Señor director:
No se imagina usted cuánto me debo a mis personajes. Han sido ellos quienes me han pedido que escriba esta carta. Esos habitantes invisibles, que desde algún rincón de un mundo desconocido tocan mi puerta y me usan como un puente entre su realidad y la mía. Me buscan. Me hablan. Y yo los escucho, con la misma paciencia de quien escucha a un viejo amigo que vuelve de un largo viaje.

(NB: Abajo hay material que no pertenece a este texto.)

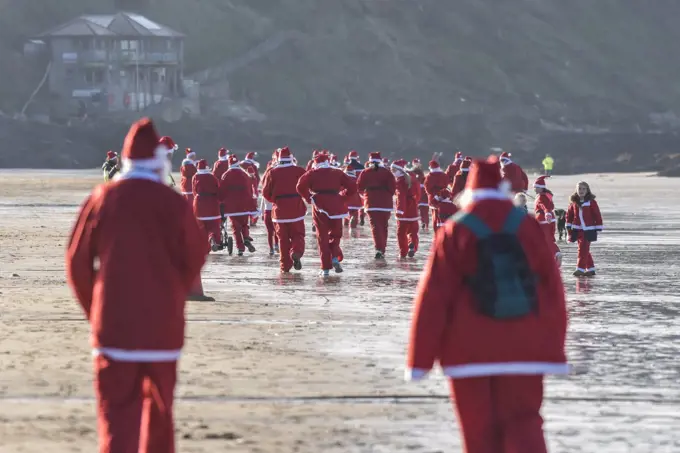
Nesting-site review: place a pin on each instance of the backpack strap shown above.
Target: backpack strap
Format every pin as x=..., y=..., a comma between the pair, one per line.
x=513, y=221
x=478, y=228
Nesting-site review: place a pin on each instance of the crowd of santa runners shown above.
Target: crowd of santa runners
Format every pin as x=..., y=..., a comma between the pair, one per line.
x=231, y=194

Me cuentan sus historias, sus dilemas, sus sueños y sus verdades a medias. Me hablan de lo que han vivido y de lo que prefieren no recordar. Me piden que narre lo que les duele, lo que los define, pero también lo que prefieren que omita, porque incluso los personajes, en su mundo ficticio, tienen sus secretos. A veces, se presentan de golpe, casi sin aviso, y me entregan sus vidas enteras, cuéntalo todo, me dicen, y yo escribo. Pero también hay otros que se acercan con cuidado, tímidos, como si temieran que no los vaya a entender. Y yo los acompaño, los recibo, me empapo de sus mundos hasta que dejan de ser solo personajes y se vuelven cercanos, casi amigos. Cuántas noches he llorado y reído con sus historias. Pero no me pertenecen. Son suyos, no míos. Tienen su pasado, su presente y su futuro, y yo solo me siento frente al teclado y hago lo que me toca: darles forma.
Pero qué sería yo sin ellos. Qué vacío estaría el espacio de la página sin esas vidas que me buscan para cobrar existencia.